The disdain that many Americans have for Donald Trump’s administration extends overseas. This week, Secretary of State Mike Pompeo was in Rome, where on Tuesday he held a press conference alongside Italian Prime Minister Giuseppe Conte — which was crashed by an anti-Trump demonstrator in a very memorable fashion. They gave Pompeo a block of Parmesan cheese that they asked to be taken to Trump in a display they explained as a protest against the Trump administration’s harsh trade stance towards Europe, which has included threatened steep tariffs on Parmesan cheese. Pompeo just stood there grinning like someone who had no idea what was going on, although it’s not like the protester was speaking Italian.
The demonstrator wasn’t just anyone — they were a correspondent for the Italian satirical political news program Le Iene named Alice Martinelli. (Think of something like The Daily Show or Saturday Night Live, it seems.)
She told Pompeo, after explaining that the cheese was “what we make best in Italy”:
‘Take it to Mr.

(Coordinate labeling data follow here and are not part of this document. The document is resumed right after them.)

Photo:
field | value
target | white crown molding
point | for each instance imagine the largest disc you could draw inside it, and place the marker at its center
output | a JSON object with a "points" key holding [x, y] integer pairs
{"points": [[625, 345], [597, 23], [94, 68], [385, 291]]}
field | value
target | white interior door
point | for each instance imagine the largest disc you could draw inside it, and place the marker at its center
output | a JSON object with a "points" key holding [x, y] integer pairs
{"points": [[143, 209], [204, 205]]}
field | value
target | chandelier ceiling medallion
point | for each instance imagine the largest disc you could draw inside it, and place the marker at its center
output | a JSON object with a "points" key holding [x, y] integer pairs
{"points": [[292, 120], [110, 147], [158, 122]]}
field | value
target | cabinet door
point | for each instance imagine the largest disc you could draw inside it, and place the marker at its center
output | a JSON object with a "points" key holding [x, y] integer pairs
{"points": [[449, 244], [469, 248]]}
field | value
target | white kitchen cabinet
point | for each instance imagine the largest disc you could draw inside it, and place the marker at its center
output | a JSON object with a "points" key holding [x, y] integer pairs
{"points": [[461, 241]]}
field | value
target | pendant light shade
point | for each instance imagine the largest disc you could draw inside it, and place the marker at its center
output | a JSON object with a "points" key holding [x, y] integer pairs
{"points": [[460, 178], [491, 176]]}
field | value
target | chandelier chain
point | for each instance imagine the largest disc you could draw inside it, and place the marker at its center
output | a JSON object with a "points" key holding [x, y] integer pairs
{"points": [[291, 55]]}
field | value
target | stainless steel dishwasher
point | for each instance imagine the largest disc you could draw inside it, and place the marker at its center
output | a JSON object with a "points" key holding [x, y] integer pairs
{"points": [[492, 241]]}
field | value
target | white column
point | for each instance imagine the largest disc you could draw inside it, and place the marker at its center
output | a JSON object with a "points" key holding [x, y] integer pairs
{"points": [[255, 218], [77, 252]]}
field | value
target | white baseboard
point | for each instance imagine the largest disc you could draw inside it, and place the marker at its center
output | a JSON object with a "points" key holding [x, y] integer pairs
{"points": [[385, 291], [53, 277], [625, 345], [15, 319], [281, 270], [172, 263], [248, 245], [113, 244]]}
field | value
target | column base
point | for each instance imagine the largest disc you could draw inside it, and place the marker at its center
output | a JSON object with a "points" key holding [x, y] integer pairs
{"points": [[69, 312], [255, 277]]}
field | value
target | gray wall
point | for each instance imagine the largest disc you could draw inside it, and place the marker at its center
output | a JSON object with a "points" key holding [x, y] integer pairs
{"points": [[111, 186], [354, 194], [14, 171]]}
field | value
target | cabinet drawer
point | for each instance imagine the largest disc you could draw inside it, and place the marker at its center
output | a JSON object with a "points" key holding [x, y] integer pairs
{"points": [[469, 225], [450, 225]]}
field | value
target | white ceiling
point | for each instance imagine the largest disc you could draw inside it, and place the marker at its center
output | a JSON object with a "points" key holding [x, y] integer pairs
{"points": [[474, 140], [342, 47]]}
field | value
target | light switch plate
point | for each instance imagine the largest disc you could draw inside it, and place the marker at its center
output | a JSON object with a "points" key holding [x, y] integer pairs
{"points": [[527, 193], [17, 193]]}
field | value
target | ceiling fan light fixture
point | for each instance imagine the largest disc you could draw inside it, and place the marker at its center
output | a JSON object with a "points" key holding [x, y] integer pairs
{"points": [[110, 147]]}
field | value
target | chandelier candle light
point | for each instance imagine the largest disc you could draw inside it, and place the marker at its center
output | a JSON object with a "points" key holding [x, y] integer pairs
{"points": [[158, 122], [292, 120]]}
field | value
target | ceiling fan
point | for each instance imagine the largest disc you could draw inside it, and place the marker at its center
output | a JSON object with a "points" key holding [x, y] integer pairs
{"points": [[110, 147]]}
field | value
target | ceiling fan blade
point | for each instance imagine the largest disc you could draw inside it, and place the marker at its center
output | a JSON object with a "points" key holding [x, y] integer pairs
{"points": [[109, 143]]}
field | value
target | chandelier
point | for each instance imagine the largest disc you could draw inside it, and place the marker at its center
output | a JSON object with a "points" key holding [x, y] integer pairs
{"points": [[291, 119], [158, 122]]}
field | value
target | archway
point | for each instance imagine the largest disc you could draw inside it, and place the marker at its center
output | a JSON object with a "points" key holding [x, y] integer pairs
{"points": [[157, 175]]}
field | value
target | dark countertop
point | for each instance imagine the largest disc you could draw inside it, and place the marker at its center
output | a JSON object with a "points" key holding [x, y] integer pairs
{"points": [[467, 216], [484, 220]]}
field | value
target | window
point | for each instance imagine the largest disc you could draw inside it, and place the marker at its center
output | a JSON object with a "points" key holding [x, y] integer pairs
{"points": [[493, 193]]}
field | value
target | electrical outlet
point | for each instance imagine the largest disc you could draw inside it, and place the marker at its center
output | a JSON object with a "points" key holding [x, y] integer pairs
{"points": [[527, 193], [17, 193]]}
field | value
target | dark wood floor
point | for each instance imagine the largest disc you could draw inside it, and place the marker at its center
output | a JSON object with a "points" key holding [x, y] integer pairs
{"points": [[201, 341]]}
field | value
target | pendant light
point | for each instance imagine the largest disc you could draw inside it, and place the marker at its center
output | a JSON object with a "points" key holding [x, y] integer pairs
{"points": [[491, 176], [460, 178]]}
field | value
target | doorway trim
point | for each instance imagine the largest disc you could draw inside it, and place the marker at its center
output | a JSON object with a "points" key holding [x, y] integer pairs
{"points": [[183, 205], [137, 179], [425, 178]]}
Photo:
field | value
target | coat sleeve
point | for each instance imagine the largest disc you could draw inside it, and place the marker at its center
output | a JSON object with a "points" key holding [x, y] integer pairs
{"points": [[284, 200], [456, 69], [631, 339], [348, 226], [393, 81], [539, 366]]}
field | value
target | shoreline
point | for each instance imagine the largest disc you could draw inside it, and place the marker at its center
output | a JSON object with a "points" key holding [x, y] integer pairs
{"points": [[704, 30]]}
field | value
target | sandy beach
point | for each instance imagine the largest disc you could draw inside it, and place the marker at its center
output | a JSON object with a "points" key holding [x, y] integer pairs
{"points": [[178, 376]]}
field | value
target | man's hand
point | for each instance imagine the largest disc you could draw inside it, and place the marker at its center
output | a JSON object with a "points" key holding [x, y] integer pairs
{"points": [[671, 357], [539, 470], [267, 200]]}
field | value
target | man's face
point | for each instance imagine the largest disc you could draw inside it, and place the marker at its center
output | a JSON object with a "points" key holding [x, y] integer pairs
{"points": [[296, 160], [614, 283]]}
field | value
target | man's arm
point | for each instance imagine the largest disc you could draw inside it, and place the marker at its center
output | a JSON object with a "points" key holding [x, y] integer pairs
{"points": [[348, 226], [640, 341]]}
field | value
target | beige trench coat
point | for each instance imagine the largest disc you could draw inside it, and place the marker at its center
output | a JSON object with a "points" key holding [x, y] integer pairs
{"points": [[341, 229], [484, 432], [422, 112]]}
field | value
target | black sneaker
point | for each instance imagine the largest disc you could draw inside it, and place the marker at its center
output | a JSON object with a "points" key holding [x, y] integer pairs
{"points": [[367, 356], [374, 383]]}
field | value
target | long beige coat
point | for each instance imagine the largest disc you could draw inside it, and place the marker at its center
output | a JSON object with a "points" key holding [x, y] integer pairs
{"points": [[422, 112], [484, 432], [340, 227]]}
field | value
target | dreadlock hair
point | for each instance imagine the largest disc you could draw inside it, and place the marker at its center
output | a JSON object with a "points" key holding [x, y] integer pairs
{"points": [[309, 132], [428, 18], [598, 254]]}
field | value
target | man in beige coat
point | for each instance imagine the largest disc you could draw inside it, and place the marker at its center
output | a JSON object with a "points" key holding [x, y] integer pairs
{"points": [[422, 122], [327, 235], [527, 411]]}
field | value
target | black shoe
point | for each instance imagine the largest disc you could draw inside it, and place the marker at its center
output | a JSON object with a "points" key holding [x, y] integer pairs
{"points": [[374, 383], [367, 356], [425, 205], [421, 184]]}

Trump, please, and tell him we make it with our heart.’
Eventually, Comte had security escort Martinelli from the scene. The program she works for explained her move after the fact as meant to protest the tariffs that would — according to a translation — “kill our exports.” They’ve been threatened to reach as high as 100 percent, essentially doubling the price of everything that’s under their shadow.
STASERA A #LEIENE😎@AlyMartinelli consegna il parmigiano al segretario di stato USA Pompeo contro i dazi che ucciderebbero il nostro export. Il premier Conte non ha gradito… Non perdetevi la prima puntata de Le Iene oggi dalle 21.25 su Italia1 👉 https://t.co/e0vYyhUQeh pic.twitter.com/R2hgn3cxSy
— Le Iene (@redazioneiene) October 1, 2019
Like in other cases in which the Trump administration has muddied relations with a counterpart, negotiations about a possible way forward have not been progressing and the European Union has reportedly been considering the implementation of tariffs targeting a number of American goods in response.
The Gellert Global Group’s Tom Gellert explains:
‘100% duties would be really devastating. We’re going to make these items so expensive and so unmarketable we won’t import them anymore… The uncertainty alone is already frustrating. It’s very difficult to budget when we don’t know what the cost of our products is going to be.’
‘About 14,000 specialty food retailers, along with 20,000 other food retailers across the country, would be affected by the tariffs, according to the Specialty Food Association. Food importers are worried, too. If sales go down, they’ll be doing less business.’
That would not be the first point at which American businesses and consumers would suffer. Despite Trump’s repeated insistence to the contrary, when he imposes an import tax, it’s those trying to do the importing that are hit and have to pay up — meaning, in this case, American businesses. Already imposed and threatened tariffs targeting the European Union in particular have already affected major American companies. Harley-Davidson, for instance, moved some of their operations overseas to avoid prohibitive cost barriers altogether — which Trump responded to with derision, painting the move as some kind of betrayal.
It’s a perhaps less attended to front of a trade war system that’s also roped in China, who have been trading barbs with the United States in the form of tariffs and retaliatory tariffs for some time now. Negotiations about moving that situation forward haven’t been getting anywhere.